I have commented on how uncritical reading could sway you previously. (btw, certain apple daily columnist continues to defend the-rapist, even till today, apparently idiots are everywhere in our corwded city)

There is another example today, via Chinasmack

1) from a comment in this post (perhaps also represents some 'widely held' misunderstanding among western media and uncritical readers)
  • Domestically, Jiang was well known for his incapability since he handled miserably in diplomatic affairs (Yinhe Incident in 1993, Third Taiwan Strait Crisis in 1996 and NATO bombing of the PRC embassy in 1999). He failed to defend China’s interests. The two Prime Ministers in his cabinet were targets by sides from both inside and outside the party. The first PM, Li Peng, earned his bad name by ordering crackdown on Tiananmen Square and the second PM, hardliner Zhu Rongji was hated by many for his tough administrative style (tempest reform on state-owned enterprises which resulted in soared unemployment, and brash rectification on banking system).
Wait a minute, who was Zhu hated by? many??? corruptor Chen Xitong or those princelings benefited from Jiang/Li era corruption who are now abroad and got a hand on influencing the western media?

The danger of taking a very small sample when you do your reporting.

2) I was going to say people never linked Jiang and Zhu together, but then Chinasmack promptly put up a follow up post (bravo chinasmack!!!), about netizens lamenting on Zhu's jaded silver hair vs Jiang's dyed brown head.

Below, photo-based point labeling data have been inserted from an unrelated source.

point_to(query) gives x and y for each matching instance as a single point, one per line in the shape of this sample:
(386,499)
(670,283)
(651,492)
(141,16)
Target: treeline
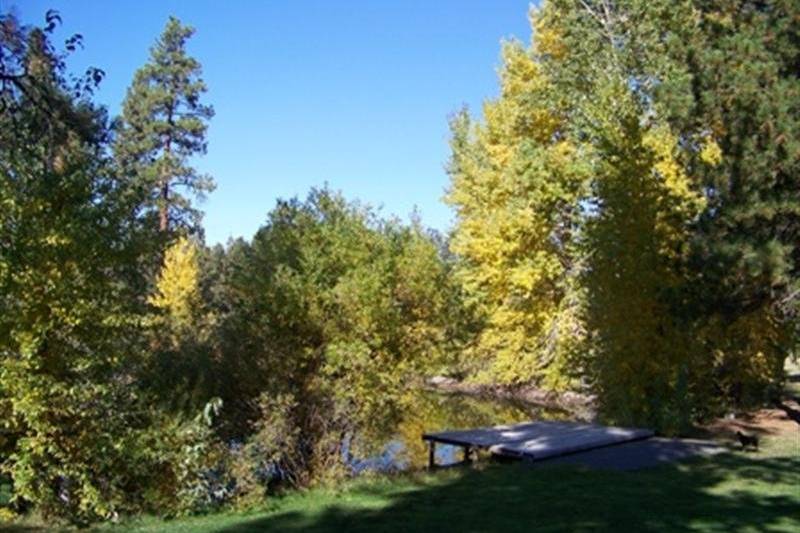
(628,220)
(629,206)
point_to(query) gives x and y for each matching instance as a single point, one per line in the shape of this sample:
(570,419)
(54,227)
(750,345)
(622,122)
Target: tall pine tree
(163,125)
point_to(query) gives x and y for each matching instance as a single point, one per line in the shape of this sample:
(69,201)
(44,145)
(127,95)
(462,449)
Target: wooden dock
(534,440)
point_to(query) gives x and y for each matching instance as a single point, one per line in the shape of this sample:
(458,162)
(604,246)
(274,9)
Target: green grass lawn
(734,492)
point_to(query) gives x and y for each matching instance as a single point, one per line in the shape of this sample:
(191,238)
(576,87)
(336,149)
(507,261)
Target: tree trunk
(163,224)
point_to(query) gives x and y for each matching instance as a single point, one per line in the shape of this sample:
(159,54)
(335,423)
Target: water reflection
(402,448)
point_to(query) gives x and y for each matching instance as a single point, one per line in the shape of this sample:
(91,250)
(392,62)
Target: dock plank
(540,440)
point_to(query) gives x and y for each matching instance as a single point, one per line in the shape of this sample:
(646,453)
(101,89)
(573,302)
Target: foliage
(337,310)
(516,187)
(67,318)
(163,125)
(632,209)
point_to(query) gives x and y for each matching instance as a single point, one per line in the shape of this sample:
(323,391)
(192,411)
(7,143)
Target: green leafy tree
(163,125)
(67,314)
(332,314)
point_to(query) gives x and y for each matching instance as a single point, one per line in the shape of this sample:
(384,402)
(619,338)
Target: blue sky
(355,94)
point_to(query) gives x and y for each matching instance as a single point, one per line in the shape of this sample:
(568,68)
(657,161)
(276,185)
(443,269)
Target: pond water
(404,449)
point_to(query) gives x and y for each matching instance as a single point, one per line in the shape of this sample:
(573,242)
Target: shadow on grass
(728,493)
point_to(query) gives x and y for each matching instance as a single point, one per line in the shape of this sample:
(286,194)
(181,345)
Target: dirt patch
(782,420)
(581,406)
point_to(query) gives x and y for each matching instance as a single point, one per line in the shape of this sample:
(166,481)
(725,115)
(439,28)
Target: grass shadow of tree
(728,493)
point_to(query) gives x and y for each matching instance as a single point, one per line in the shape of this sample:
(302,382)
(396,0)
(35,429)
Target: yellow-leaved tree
(177,295)
(516,184)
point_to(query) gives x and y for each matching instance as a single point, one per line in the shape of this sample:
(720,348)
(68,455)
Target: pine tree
(163,125)
(67,312)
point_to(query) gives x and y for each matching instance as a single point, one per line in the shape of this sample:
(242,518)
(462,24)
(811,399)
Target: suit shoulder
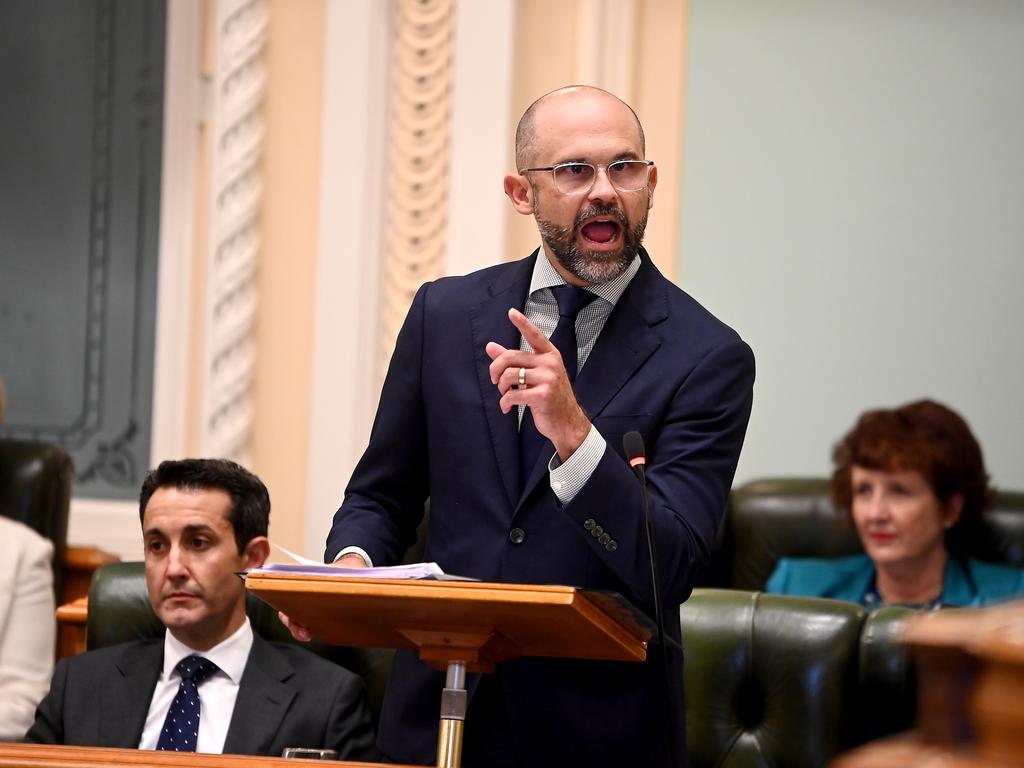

You only need to take a couple sample (well, it is a 100% one-sided opinion from netizen up to this minute) to see comments like this
  • "NND, why does National Day still need to give Jiang so many shots??? It should give our ex-Premier Zhu more shots instead, as everyone misses the old man more!"
  • 哎!说什么好呢!只是朱总理在位的时候搭错了班子。但人民永远怀念您!
If something you heard does not feel right, just go to the forum and check the comments. Democracy works pretty well in the internet.

p.s. here is an exercise, blogger yang hengkun said, "60年前,美国政府对是否要打朝鲜战争举棋不定,这时,美国著名的智库兰德公司搞出了一个“可行性报告”,但他们不给美国政府看,要一大笔钱才肯出卖。可美国政府又舍不得花钱,就拒绝". This doesn't seem right. The US government wouldn't pay for a RAND report? unlikely but i could take this, but such a report could change a government decision? give me a break! the exercise is easy to do, try google for RAND and Korean War, see if you could verify Yang's story at all.